The goal of this page is to help students better understand when to use the Law of Sines and when to use the Law of Cosines

### Practice Problems

##### Problem 1

Can you use the Law of Sines , the Law of Cosines , or neither to solve the unknown side in triangle 1 below?

Law of Sines

** Just look at it**.
You can always immediately look at a triangle and tell whether or not you can use the Law of Sines.

You need either 2 sides and the non-included angle or, in this case, 2 angles and the non-included side.

The law of sines is all about opposite pairs.

In this case, we have a side of length 11 opposite a known angle of $$ 29^{\circ} $$ (first opposite pair) and we want to find the side opposite the known angle of $$ 118^\circ$$.

First Step $ \frac{\red x} {sin(118^{\circ})} = \frac{11}{ sin(29^{\circ})} $

##### Problem 2

Can you use the Law of Sines , the Law of Cosines , or neither to solve the unknown side in the triangle below?

Law of Cosines

Remember, the law of cosines is all about included angle (or knowing 3 sides and wanting to find an angle).

In this case, we have a side of length 20 and of 13 and the included angle of $$ 66^\circ$$.

First Step $ \red a^2 = b^2 + c^2 - 2bc \cdot cos( \angle a ) \\ \red a^2 = 20^2 + 13^2 - 2\cdot 20 \cdot 13 \cdot cos( 66 ) $

##### Problem 3

Law of Sines

** Just look at it**.
You can always immediately look at a triangle and tell whether or not you can use the Law of Sines.
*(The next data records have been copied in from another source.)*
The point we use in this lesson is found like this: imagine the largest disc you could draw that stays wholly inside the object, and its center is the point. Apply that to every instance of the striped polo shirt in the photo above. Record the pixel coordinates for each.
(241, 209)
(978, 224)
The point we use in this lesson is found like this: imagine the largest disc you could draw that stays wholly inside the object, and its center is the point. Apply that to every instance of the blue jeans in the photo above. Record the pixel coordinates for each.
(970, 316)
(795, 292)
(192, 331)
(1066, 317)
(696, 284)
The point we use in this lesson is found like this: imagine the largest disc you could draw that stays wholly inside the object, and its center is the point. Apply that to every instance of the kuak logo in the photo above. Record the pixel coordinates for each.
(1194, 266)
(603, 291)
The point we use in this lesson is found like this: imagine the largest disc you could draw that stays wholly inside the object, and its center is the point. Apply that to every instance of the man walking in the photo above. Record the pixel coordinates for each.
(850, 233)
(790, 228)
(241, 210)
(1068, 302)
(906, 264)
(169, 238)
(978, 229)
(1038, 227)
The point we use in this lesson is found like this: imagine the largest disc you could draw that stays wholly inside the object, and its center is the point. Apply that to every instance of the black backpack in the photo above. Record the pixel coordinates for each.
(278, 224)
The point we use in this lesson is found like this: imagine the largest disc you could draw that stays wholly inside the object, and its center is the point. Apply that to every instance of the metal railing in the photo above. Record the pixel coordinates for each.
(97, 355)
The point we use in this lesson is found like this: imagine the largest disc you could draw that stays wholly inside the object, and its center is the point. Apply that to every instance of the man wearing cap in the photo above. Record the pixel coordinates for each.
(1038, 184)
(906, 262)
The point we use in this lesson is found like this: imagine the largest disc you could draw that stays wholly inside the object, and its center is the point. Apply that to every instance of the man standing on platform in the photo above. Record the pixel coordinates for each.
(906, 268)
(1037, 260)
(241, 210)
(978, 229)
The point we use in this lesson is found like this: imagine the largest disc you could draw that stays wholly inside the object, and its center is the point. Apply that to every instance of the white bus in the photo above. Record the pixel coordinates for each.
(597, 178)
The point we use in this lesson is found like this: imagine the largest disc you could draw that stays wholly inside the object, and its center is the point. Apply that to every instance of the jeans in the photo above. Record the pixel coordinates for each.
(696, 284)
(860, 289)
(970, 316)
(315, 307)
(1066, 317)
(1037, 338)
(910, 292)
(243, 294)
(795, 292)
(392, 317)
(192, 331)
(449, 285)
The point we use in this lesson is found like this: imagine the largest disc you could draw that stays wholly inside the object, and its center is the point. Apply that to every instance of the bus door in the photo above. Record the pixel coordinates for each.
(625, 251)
You need either 2 sides and the non-included angle (like this triangle) or 2 angles and the non-included side.

Remember, the law of sines is all about opposite pairs.

In this case, we have a side of length 16 opposite a known angle of $$ 115^{\circ} $$ (first opposite pair) and we want to find the angle opposite the known side of length 32 . We can set up the proportion below and solve :

First Step $ \frac{sin(115^{\circ})}{16} = \frac{sin(\red x)}{32} $

##### Problem 4

Law of Cosines

Since you know 3 sides, and are trying to find an angle this is Law of Cosines problem.
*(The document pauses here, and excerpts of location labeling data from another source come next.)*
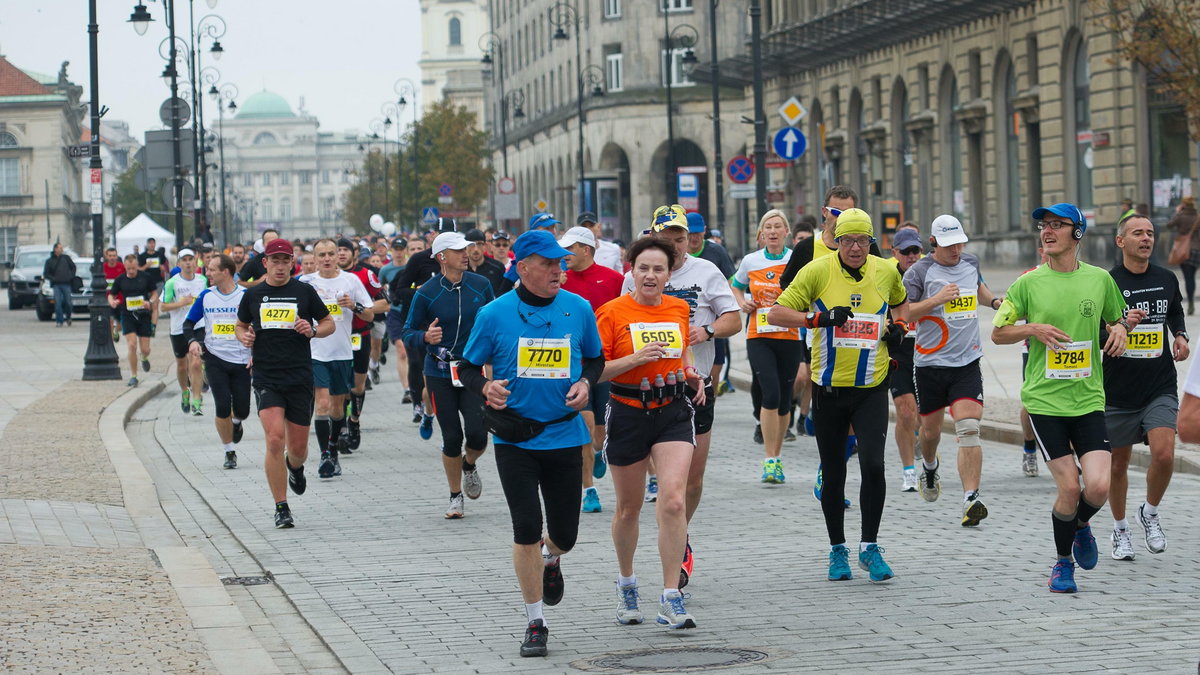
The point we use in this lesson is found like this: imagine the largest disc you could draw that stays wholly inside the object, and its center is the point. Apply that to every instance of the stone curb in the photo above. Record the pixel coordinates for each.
(226, 634)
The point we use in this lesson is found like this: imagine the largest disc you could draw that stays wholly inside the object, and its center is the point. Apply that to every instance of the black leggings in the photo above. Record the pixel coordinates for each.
(774, 363)
(834, 410)
(559, 475)
(450, 402)
(229, 383)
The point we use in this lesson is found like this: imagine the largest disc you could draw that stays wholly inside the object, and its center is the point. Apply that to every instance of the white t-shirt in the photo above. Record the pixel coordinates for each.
(708, 294)
(336, 346)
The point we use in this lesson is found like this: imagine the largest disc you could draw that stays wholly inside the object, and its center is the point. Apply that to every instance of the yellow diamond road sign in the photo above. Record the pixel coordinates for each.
(792, 112)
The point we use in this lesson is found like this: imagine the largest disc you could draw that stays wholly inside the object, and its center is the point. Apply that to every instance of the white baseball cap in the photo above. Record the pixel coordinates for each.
(947, 231)
(579, 234)
(451, 240)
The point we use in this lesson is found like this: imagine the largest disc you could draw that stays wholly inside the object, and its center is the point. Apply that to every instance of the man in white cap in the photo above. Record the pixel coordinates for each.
(945, 292)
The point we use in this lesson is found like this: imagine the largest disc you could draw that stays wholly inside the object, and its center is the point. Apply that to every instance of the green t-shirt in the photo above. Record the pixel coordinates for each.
(1068, 382)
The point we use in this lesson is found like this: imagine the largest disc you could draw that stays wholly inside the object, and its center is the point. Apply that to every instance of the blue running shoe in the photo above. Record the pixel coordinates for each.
(871, 560)
(1062, 577)
(839, 563)
(1085, 548)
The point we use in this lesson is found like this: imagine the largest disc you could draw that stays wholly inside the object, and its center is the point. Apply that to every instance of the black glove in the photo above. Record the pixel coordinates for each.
(835, 316)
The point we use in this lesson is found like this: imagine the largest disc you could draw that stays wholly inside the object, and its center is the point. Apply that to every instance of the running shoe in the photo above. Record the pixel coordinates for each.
(592, 501)
(295, 477)
(552, 584)
(973, 511)
(1062, 577)
(1030, 464)
(871, 560)
(839, 563)
(628, 613)
(1084, 549)
(1156, 541)
(283, 517)
(535, 638)
(1122, 545)
(472, 484)
(599, 466)
(672, 613)
(930, 483)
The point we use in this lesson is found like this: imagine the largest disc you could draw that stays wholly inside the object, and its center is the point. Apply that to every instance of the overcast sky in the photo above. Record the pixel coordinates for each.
(342, 57)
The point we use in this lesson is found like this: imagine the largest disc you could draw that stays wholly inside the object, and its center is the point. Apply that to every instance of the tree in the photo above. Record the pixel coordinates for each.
(1162, 36)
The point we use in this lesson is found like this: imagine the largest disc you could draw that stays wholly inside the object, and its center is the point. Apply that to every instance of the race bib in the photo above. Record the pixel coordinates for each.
(961, 308)
(760, 322)
(1145, 341)
(646, 333)
(858, 333)
(544, 358)
(277, 315)
(1071, 362)
(223, 329)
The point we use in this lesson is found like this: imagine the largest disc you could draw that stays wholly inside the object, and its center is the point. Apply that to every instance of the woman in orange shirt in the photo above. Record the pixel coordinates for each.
(651, 414)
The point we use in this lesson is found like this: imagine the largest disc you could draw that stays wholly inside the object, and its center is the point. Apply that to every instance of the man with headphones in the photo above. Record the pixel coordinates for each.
(1065, 304)
(945, 292)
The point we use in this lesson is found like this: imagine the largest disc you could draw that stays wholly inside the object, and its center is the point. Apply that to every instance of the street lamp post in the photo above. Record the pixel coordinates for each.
(100, 360)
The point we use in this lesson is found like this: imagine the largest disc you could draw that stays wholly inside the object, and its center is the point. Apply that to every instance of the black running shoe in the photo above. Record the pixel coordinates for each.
(552, 584)
(535, 639)
(283, 517)
(295, 477)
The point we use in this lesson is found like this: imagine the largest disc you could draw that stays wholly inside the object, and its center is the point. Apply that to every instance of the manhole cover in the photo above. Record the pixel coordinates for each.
(676, 659)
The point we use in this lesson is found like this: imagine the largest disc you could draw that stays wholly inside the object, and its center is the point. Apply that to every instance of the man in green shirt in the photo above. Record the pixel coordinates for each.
(1066, 303)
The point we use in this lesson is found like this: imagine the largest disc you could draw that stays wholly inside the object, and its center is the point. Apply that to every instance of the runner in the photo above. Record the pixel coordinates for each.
(333, 365)
(178, 296)
(277, 320)
(595, 284)
(1140, 388)
(226, 360)
(651, 414)
(1065, 303)
(544, 363)
(945, 293)
(847, 298)
(442, 316)
(771, 348)
(137, 296)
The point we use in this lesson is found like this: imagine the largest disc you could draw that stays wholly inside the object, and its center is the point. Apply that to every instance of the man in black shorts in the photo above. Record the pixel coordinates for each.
(277, 320)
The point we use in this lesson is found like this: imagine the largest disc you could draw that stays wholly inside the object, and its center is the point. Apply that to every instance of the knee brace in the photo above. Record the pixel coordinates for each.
(967, 432)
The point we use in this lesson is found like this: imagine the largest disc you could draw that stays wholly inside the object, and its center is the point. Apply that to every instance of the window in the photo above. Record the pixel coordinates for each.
(616, 71)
First Step $ 8^2 = 5^2 + 6^2 -2(5)(6) \cdot cos( \red x) $

##### Problem 5

Law of Cosines

Since you know 2 sides, their included angle, and you are trying to find the side length opposite the angle, this is Law of Cosines problem.

First Step $ \red x^2 = 11^2 + 7^2 -2(11)(7) \cdot cos(50) $

##### Problem 6

Law of Sines

** Just look at it**.
You can always immediately look at a triangle and tell whether or not you can use the Law of Sines.

You need either 2 sides and the non-included angle (like this triangle) or 2 angles and the non-included side.

Since you know a side length (11) and its opposite angle (50) and want to calculate the angle measurement opposite the length of side 7, this is a Law of Sines problem

First Step $ \frac{sin ( \red x)} {7 } = \frac{sin(50)}{11} $